War dieses Haus früher mal eine Lagerhalle? Ja, und irgendwie sieht man das noch immer. Soll man auch. Als Warenlager ist das viel zu schön. (Bild: Michael Reisch)

Wenn zwei Japaner ins staubige Brandenburg eilen und verstohlen Fotos von einem Haus am See machen, dann ist das: ein gutes Zeichen. Die ehemaligen Fabrikhallen, in denen Sport-BH für Frauen in der DDR geschneidert und gelagert wurden, sind zum Wallfahrtsort für Touristen aus der ganzen Welt geworden. Heute wohnt der Architekt Arno Brandlhuber hier. In Badehosen wartet er am See, die kleine Tochter auf dem Arm, und schaut hinaus aufs Wasser. In der Ferne ankern Segelboote. Hinter seinem Rücken steht die sogenannte Antivilla.

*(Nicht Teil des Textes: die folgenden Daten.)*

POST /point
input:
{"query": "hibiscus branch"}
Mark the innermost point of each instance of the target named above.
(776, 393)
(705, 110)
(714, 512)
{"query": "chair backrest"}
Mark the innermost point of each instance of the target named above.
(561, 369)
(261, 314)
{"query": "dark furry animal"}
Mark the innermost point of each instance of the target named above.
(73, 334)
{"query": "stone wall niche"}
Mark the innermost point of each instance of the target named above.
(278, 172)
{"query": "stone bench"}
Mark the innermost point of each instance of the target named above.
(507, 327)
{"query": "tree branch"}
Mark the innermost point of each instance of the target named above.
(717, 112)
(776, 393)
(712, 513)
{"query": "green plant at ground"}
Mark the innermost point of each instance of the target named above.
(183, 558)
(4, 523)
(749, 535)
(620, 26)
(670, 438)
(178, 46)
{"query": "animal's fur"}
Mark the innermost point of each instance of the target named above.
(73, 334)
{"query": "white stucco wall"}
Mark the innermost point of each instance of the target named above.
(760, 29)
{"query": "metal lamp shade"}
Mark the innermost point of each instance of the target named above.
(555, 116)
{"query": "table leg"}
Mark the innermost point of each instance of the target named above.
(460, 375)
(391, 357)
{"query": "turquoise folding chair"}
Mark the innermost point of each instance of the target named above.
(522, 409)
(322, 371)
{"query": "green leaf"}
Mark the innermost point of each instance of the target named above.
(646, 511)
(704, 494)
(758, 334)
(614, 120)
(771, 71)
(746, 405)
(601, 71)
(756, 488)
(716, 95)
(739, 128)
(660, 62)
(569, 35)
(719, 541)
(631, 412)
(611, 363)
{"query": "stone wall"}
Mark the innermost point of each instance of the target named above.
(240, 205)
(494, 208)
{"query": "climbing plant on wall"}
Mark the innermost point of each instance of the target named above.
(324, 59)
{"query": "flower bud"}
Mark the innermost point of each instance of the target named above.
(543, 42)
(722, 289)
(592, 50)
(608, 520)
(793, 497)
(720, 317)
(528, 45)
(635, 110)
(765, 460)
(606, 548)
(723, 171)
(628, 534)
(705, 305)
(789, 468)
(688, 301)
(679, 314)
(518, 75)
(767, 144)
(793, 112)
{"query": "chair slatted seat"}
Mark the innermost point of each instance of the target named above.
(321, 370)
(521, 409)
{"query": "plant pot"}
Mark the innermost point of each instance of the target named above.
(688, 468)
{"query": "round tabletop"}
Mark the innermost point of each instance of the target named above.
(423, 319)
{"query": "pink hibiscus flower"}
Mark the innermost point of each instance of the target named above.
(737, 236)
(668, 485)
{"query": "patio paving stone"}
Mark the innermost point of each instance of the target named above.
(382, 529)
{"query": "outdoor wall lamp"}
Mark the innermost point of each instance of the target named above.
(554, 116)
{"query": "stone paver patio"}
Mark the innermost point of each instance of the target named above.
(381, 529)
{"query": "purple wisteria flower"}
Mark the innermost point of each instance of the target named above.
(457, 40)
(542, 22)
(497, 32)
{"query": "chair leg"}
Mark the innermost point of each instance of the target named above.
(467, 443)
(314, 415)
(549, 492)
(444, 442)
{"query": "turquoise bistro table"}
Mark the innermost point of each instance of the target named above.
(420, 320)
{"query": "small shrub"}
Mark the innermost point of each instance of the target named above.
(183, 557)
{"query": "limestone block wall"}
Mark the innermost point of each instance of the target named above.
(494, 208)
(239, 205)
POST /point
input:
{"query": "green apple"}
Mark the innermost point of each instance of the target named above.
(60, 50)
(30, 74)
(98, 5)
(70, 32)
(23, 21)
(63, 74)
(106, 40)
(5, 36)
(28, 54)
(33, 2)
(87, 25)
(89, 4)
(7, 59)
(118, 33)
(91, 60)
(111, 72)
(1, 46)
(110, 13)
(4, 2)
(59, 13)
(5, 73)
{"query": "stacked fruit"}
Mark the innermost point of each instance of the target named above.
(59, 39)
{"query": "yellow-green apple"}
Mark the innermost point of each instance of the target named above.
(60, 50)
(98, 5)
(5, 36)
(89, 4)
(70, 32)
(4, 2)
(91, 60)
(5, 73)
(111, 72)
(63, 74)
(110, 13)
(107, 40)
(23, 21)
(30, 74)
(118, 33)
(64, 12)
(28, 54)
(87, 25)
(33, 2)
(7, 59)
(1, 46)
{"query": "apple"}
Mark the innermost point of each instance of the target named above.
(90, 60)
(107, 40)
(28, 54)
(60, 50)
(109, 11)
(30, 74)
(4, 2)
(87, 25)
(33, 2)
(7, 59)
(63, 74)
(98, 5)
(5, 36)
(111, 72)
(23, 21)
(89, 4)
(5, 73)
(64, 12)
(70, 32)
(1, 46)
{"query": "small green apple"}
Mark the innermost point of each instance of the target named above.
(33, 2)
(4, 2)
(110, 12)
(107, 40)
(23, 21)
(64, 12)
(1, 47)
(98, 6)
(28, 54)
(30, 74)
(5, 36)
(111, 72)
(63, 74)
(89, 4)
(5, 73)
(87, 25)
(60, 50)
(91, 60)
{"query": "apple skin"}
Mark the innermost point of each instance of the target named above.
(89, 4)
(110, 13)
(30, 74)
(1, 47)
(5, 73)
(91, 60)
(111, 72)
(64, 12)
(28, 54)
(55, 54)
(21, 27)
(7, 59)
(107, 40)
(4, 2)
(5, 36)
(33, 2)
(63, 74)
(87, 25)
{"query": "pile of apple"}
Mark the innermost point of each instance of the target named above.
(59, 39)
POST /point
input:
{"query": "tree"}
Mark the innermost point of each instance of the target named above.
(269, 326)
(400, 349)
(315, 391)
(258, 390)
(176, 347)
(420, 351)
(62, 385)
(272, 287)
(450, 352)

Löcher klaffen in den Häuserwänden, auf einer Abrissparty wurden sie mit einem Vorschlaghammer in das Mauerwerk geschlagen, die Fassade ähnelt einem zerfleischten, ach was, zerschossenen Gesicht. Vor ein paar Wochen bezeichnete ein junger Architekt die Antivilla sogar als «Denkmal der Gegenwart». Brandlhuber ist supergut gelaunt. «Schwimm doch eine Runde, es ist herrlich», sagt er. Das R rollt, in seinem Gesicht klebt noch ein bisschen Sonnencrème.

Arno Brandlhuber, 53, ist Professor für Architektur an der ETH Zürich – geworden. Dieses Semester tritt er die Stelle im Departement an. Brandlhuber, der kompromisslose, hippe Architekt, der dem bösen Gerücht nach nicht wirklich baut, ein Berlin-Phänomen, der die Lehren, die er aus der «Republik» gezogen hat (so nennt Brandlhuber Berlin gerne), ab sofort in die Schweiz exportiert. Das könnte so manches durcheinanderbringen. Die Architektur, für die er steht, kündigt das auf jeden Fall an.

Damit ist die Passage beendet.